長安寺
【ちょうあんじ】
真宗大谷派の寺院であり、この地域では指折りの古刹である。平安時代末期に気仙郡司一族の正善坊によって開基され、室町時代前半に浄土真宗に改宗したとされる。戦国時代に全伽藍が焼失し、その後再建された。
真正面にある山門は、高さが約20mもあり、それだけでもこの寺院の勢力を推し量ることが出来るだろう。しかしよく見ると、この山門は上部の壮麗さに比べて、何となく下部が貧弱に見える。実は、この山門は未完成であり、このような状態でそのままになっているのには、珍妙な曰く因縁がある。

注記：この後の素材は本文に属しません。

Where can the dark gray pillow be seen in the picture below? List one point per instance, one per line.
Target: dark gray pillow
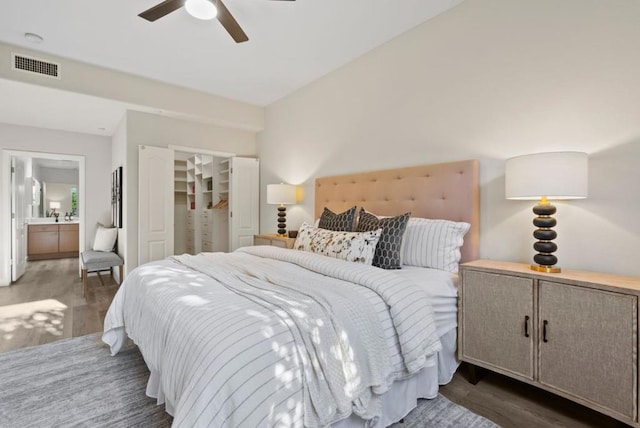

この山門が再建されたのは、寛政10年(1798年)のこと。ところが、当時この地を支配していた仙台・伊達藩では建築物にケヤキ材を使用することは御法度であり、にもかかわらず、この山門は総ケヤキ造りであったために大問題となったのである。藩は禁制であるが故にこの山門を取り壊すように命じた。それに対して住職は、これは仏殿であるので取り壊せないと突っぱね、最終的には取り壊しを免れた。しかしながら、これ以上の工事はおこなわないことが暗黙の条件であったため、山門は未完成のまま工事を中止。藩も黙認という形で決着したのである。
結局、山門は扉もなく、袖塀もないまま、現在に至っているのである。